Claude Swarm Platform

A self-hosted orchestration platform for running coordinated Claude agents at scale — with real-time visibility, persistent memory, and production-ready deployment on Google Cloud Run.

▶ Watch the demo on YouTube

Quick start (local)

git clone https://github.com/simonstaton/ClaudeSwarm.git
cd ClaudeSwarm
cp .env.example .env
# Edit .env — you need at minimum:
#   ANTHROPIC_API_KEY=sk-ant-...
#   API_KEY=use-this-password-to-access-the-ui
#   JWT_SECRET=any-random-string
npm run setup

This installs all dependencies, creates the shared context directory, and starts the dev server.

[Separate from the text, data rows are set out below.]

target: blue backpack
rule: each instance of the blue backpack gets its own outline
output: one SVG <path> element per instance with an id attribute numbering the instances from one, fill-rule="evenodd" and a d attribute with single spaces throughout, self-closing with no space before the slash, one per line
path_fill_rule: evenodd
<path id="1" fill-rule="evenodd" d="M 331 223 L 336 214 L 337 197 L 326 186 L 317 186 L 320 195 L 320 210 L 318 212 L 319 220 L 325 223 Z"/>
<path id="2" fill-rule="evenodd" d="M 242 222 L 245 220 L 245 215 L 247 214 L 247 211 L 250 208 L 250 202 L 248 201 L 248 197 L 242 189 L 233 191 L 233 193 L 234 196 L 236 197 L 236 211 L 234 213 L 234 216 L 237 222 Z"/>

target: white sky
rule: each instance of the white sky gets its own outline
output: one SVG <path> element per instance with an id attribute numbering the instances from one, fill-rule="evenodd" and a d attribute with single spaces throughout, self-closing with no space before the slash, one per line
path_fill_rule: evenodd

Open http://localhost:5173, log in with your API_KEY, and start creating agents.

Architecture

Browser (React SPA)  →  Express API (/api/*)  →  Claude CLI processes
                         Static serving (/*)       per-agent workspaces
                         JWT auth                  GCS-synced shared context

Single container, single service. The Express server handles both API routes and serves the built React UI. Each agent is an isolated Claude CLI process with its own workspace.

Agent Communication

Agents coordinate via an in-memory message bus and shared context files.

Message Bus

In-memory pub/sub system for real-time inter-agent coordination
Message types: task (assign work), result (return results), question (ask), info (share context), status (updates), interrupt (redirect a busy agent)
Messages can be direct (to specific agent) or broadcast (to all agents)
SSE stream available at /api/messages/stream for real-time UI updates

Agent Registry

Agents register their role, capabilities, and current task
/api/agents/registry endpoint provides discovery for agent-to-agent coordination
Agents can query the registry to find other agents by role or capability

Parent-Child Relationships

Agents can spawn sub-agents via /api/agents with parentId
When a parent agent is destroyed, all child agents are automatically destroyed
Useful for delegating subtasks to specialized agents

Delegation Model

Claude Code has three mechanisms for delegating work. Two are available on this platform; the third is not (yet).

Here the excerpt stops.